The highly sulfated glycosaminoglycan (GAG) heparin is widely used in the clinic as an anticoagulant, and researchers are now using it to enhance stem cell expansion/differentiation protocols, as well as to improve the delivery of growth factors for tissue engineering (TE) strategies. Growth differentiation factor 5 (GDF5) belongs to the bone morphogenetic protein family of proteins and is vital for skeletal formation; however, its interaction with heparin and heparan sulfate (HS) has not been studied. We identify GDF5 as a novel heparin/HS binding protein and show that HS proteoglycans are vital in localizing GDF5 to the cell surface. Clinically relevant doses of heparin (≥10 nM), but not equivalent concentrations of HS, were found to inhibit GDF5's biological activity in both human mesenchymal stem/stromal cell-derived chondrocyte pellet cultures and the skeletal cell line ATDC5. We also found that heparin inhibited both GDF5 binding to cell surface HS and GDF5-induced induction of Smad 1/5/8 signaling. Furthermore, GDF5 significantly increased aggrecan gene expression in chondrocyte pellet cultures, without affecting collagen type X expression, making it a promising target for the TE of articular cartilage. Importantly, this study may explain the variable (and disappointing) results seen with heparin-loaded biomaterials for skeletal TE and the adverse skeletal effects reported in the clinic following long-term heparin treatment. Our results caution the use of heparin in the clinic and in TE applications, and prompt the transition to using more specific GAGs (e.g., HS derivatives), with better-defined structures and fewer off-target effects.

New strategies for cartilage regeneration exploiting selected glycosaminoglycans to enhance cell fate determination.

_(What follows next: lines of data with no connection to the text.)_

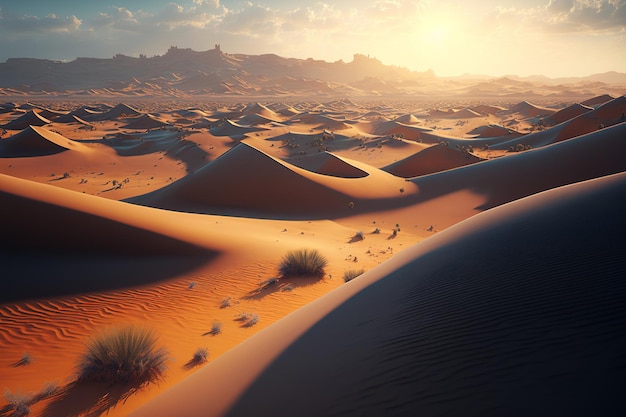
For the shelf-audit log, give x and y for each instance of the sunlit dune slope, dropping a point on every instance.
(512, 312)
(247, 180)
(433, 159)
(503, 180)
(57, 241)
(38, 141)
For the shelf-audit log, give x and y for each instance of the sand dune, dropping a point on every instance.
(37, 141)
(407, 131)
(231, 187)
(567, 113)
(30, 118)
(430, 160)
(525, 319)
(493, 131)
(407, 119)
(607, 114)
(506, 179)
(119, 111)
(596, 101)
(234, 130)
(487, 109)
(256, 119)
(527, 109)
(246, 179)
(329, 164)
(69, 234)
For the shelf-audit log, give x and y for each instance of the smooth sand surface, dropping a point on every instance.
(176, 214)
(512, 312)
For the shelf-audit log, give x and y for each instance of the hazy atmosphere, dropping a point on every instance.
(549, 37)
(287, 208)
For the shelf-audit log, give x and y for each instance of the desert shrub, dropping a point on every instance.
(200, 355)
(247, 319)
(225, 302)
(26, 359)
(216, 328)
(123, 355)
(19, 403)
(303, 262)
(350, 274)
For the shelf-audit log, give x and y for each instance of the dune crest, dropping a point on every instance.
(442, 335)
(38, 141)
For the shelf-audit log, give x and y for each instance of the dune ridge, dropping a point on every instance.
(520, 321)
(38, 141)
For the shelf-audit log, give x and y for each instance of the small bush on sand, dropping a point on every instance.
(123, 355)
(200, 355)
(225, 302)
(247, 319)
(350, 274)
(303, 262)
(19, 403)
(216, 328)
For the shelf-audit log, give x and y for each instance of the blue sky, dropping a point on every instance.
(550, 37)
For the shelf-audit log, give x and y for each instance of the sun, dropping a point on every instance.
(435, 28)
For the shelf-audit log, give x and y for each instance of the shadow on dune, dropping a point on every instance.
(87, 399)
(36, 275)
(173, 144)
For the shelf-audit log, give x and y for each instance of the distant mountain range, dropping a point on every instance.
(183, 72)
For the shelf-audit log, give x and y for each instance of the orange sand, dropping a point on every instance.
(155, 212)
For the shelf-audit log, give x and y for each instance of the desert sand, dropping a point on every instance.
(489, 233)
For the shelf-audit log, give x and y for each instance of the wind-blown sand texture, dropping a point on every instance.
(489, 233)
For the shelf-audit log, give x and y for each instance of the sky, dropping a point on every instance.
(556, 38)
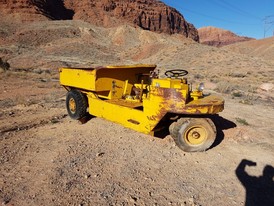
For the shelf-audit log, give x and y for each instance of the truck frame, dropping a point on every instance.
(135, 97)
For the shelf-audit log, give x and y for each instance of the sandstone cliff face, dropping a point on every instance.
(31, 10)
(150, 15)
(218, 37)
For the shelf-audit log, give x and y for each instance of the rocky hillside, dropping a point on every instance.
(263, 48)
(219, 37)
(150, 15)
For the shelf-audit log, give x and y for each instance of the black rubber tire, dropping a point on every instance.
(179, 131)
(79, 109)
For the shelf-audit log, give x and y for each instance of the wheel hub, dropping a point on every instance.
(195, 135)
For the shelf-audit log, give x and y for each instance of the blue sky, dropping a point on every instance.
(252, 18)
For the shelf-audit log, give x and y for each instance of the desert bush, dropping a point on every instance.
(225, 87)
(242, 121)
(4, 65)
(237, 94)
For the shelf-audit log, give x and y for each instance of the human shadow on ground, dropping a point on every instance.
(259, 190)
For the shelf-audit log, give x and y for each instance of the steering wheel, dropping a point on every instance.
(176, 73)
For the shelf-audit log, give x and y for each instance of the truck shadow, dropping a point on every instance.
(259, 190)
(220, 123)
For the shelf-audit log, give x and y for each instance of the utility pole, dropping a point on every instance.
(268, 23)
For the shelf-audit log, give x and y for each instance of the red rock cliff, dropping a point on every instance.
(218, 37)
(151, 15)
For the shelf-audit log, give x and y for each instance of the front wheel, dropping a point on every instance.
(76, 103)
(193, 134)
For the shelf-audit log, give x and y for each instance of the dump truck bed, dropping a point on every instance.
(100, 79)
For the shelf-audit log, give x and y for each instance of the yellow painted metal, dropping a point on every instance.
(195, 135)
(127, 95)
(78, 78)
(72, 105)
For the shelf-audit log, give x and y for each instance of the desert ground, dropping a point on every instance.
(49, 159)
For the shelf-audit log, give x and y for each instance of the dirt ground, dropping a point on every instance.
(49, 159)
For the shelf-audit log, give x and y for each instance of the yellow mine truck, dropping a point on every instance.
(135, 97)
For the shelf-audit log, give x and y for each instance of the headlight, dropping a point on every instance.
(201, 87)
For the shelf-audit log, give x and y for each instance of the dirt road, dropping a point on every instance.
(48, 159)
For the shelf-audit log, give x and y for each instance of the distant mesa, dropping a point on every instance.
(150, 15)
(219, 37)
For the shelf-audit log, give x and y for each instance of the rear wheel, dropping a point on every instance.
(76, 103)
(193, 134)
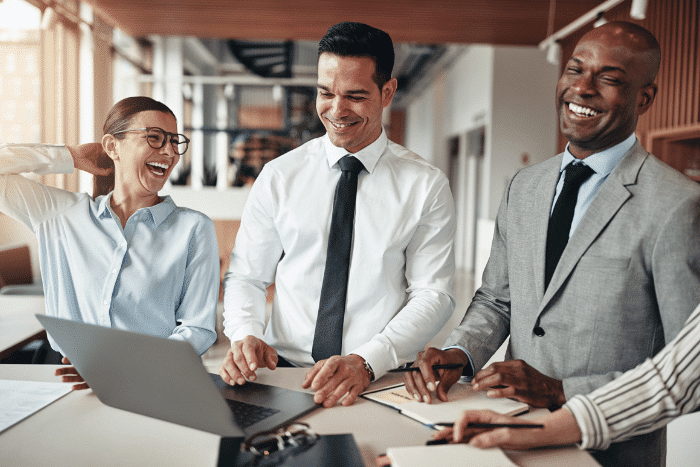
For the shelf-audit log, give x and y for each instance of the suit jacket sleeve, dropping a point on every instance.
(486, 323)
(675, 274)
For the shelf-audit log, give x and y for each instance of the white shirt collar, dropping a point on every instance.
(369, 156)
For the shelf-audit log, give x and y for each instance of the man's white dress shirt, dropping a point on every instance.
(158, 275)
(402, 261)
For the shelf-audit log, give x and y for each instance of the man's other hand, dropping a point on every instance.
(244, 357)
(336, 377)
(69, 374)
(518, 380)
(422, 384)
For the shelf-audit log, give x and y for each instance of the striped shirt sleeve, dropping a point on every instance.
(646, 397)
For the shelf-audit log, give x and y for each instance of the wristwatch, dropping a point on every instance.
(369, 370)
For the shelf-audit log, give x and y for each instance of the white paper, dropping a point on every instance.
(447, 455)
(461, 397)
(20, 399)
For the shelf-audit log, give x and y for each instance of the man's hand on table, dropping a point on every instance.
(70, 375)
(244, 357)
(336, 377)
(518, 380)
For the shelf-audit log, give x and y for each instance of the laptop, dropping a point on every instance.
(165, 379)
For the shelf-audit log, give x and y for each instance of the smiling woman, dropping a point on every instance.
(130, 259)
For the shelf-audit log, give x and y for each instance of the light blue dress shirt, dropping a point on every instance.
(602, 163)
(158, 275)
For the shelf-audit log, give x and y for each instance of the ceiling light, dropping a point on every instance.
(554, 53)
(600, 21)
(639, 8)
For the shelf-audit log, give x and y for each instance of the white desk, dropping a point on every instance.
(18, 325)
(78, 430)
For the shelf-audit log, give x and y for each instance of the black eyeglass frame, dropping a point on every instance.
(266, 443)
(166, 137)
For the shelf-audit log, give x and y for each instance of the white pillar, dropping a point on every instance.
(197, 143)
(222, 139)
(86, 75)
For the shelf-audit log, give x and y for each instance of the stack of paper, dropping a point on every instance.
(461, 397)
(447, 455)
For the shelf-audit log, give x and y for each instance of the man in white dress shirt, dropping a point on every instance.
(399, 285)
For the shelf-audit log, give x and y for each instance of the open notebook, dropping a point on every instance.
(461, 397)
(447, 455)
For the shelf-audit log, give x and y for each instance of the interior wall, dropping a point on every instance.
(509, 92)
(524, 124)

Most research strategies for cartilage tissue engineering use extended culture with complex media loaded with costly GFs (growth factors) to drive tissue assembly and yet they result in the production of cartilage with inferior mechanical and structural properties compared with the natural tissue. Recent evidence suggests that GAGs (glycosaminoglycans) incorporated into tissue engineering scaffolds can sequester and/or activate GFs and thereby more effectively mimic the natural ECM (extracellular matrix). Such approaches may have potential for the improvement of cartilage engineering. However, natural GAGs are structurally complex and heterogeneous, making structure-function relationships hard to determine and clinical translation difficult. Importantly, subfractions of GAGs with specific chain lengths and sulfation patterns have been shown to activate key signalling processes during stem cell differentiation. In addition, recently, GAGs have been bound to synthetic biomaterials, such as electrospun scaffolds and hydrogels, in biologically active conformations, and methods to purify and select affinity-matched GAGs for specific GFs have also been developed. The identification and use of specific GAG moieties to promote chondrogenesis is therefore an exciting new avenue of research. Combining these with synthetic biomaterials may allow a more effective mimicry of the natural ECM, reduction in the need for expensive GFs, and perhaps the deposition of an articular cartilage-like matrix in a clinically relevant manner.